だけど、幼いときの私の顔で言われるとクるわぁ……。なんか、すごく悪どいことしてたような気になるよ。
「少なくとも余は、深奥の魔族を撃退するまでは勇者に復讐はせんよ」
元魔王の辺見くんがそう口を開き、私は仕方なく頷いた。
あーあ、私なり言いたいことはたくさんあるけど、もうどうしようもない。なんか私だけがイヤなヤツになったみたいで、ずずーんって落ち込んじゃったよ。

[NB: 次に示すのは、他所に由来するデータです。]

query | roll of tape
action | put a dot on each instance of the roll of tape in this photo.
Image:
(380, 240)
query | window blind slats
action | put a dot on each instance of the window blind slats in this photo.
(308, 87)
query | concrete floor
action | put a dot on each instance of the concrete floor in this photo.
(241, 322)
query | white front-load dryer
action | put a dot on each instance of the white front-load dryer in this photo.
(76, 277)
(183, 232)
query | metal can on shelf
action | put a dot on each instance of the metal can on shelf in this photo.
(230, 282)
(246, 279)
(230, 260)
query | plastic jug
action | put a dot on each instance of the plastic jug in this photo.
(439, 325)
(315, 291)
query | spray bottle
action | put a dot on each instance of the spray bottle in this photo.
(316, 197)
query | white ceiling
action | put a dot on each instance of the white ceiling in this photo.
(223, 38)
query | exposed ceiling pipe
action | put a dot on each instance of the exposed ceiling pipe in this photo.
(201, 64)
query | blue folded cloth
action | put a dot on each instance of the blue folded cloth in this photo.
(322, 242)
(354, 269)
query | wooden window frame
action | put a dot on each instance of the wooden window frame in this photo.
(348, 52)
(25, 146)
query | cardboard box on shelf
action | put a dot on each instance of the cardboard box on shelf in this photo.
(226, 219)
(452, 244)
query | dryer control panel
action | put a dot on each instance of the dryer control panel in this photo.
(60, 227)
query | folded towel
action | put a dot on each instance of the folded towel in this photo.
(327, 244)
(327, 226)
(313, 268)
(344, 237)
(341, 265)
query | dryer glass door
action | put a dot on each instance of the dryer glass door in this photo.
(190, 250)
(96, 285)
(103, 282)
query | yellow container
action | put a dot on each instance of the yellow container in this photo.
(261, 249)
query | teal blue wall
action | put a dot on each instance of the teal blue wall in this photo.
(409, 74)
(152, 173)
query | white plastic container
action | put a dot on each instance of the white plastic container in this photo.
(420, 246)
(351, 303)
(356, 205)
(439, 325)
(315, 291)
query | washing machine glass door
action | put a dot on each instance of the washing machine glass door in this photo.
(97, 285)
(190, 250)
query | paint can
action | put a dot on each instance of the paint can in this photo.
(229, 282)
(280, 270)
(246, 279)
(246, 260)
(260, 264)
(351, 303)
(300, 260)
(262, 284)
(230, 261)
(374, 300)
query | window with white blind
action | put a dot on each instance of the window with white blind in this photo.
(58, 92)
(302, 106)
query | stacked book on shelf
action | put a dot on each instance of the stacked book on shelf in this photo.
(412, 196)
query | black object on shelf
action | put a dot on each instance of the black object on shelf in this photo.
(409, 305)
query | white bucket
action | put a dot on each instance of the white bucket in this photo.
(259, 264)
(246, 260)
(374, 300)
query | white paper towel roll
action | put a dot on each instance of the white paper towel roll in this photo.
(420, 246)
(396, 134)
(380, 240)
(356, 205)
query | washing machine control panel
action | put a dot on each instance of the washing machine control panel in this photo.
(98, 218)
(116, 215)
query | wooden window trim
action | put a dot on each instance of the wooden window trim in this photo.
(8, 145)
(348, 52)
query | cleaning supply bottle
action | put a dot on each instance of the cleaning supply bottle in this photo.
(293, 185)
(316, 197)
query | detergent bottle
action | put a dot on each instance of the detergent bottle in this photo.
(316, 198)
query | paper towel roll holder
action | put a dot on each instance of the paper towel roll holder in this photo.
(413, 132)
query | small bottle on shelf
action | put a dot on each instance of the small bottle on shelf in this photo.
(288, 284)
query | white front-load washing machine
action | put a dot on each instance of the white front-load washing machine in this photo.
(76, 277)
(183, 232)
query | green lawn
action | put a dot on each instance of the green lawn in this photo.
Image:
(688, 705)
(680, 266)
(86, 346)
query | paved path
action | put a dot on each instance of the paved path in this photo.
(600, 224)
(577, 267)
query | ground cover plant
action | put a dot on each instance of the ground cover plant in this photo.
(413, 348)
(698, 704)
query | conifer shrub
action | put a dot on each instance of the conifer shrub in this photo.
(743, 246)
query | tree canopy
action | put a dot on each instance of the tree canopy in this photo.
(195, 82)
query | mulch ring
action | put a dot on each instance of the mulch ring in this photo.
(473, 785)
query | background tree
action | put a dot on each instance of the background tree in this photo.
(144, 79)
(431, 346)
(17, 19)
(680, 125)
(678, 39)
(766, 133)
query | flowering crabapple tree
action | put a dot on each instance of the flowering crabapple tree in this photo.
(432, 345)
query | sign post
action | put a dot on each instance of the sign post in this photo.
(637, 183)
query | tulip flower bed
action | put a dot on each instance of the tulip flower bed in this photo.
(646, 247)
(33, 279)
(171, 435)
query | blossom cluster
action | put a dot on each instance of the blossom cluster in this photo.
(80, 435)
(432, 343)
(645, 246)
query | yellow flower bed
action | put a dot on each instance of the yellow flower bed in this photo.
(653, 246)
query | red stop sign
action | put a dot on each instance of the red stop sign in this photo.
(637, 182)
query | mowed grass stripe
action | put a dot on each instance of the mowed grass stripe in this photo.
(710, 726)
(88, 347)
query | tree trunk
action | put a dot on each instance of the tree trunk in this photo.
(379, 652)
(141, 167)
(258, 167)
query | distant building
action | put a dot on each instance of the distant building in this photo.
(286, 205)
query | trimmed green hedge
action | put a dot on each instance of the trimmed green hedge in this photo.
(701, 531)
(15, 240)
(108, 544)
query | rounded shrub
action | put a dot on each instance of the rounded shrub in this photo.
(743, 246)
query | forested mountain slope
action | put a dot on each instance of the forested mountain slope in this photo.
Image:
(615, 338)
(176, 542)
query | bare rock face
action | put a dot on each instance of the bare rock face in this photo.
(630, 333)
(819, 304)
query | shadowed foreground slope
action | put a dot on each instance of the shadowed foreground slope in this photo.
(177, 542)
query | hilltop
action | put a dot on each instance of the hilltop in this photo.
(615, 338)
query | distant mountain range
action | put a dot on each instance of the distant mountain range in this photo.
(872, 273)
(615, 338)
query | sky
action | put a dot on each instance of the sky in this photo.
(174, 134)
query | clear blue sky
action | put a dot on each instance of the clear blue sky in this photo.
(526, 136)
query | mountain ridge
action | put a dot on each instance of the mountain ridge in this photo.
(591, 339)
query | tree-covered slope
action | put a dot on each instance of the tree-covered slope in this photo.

「で、『魔王軍の当初の戦略』ってのはどういうものなのだ?
余はそれを妨害せぬよう、勇者パーティーに働きかける必要があろう」
元魔王の辺見くんがそう言って、ケイディが興味津々って顔になった。作戦ってのは、魔族の思考ってのが赤裸々になるわけだから、ケイディの顔も理解できなくはない。
「ごく当たり前のことよ。ここから3日飛んだ先、ザフロスの渓谷に魔界からのゲードが開き、そこから敵の魔族が溢れ出してきている。我々はそのゲートを掌握し、ゲートの敵魔界側に橋頭堡を築く。敵を越境させないためだ。これで戦略目的は達成できる。そののち、こちら側に入り込んだ敵を殲滅し、後顧の憂いを断つ。橋頭堡さえできていれば、これは容易だろう。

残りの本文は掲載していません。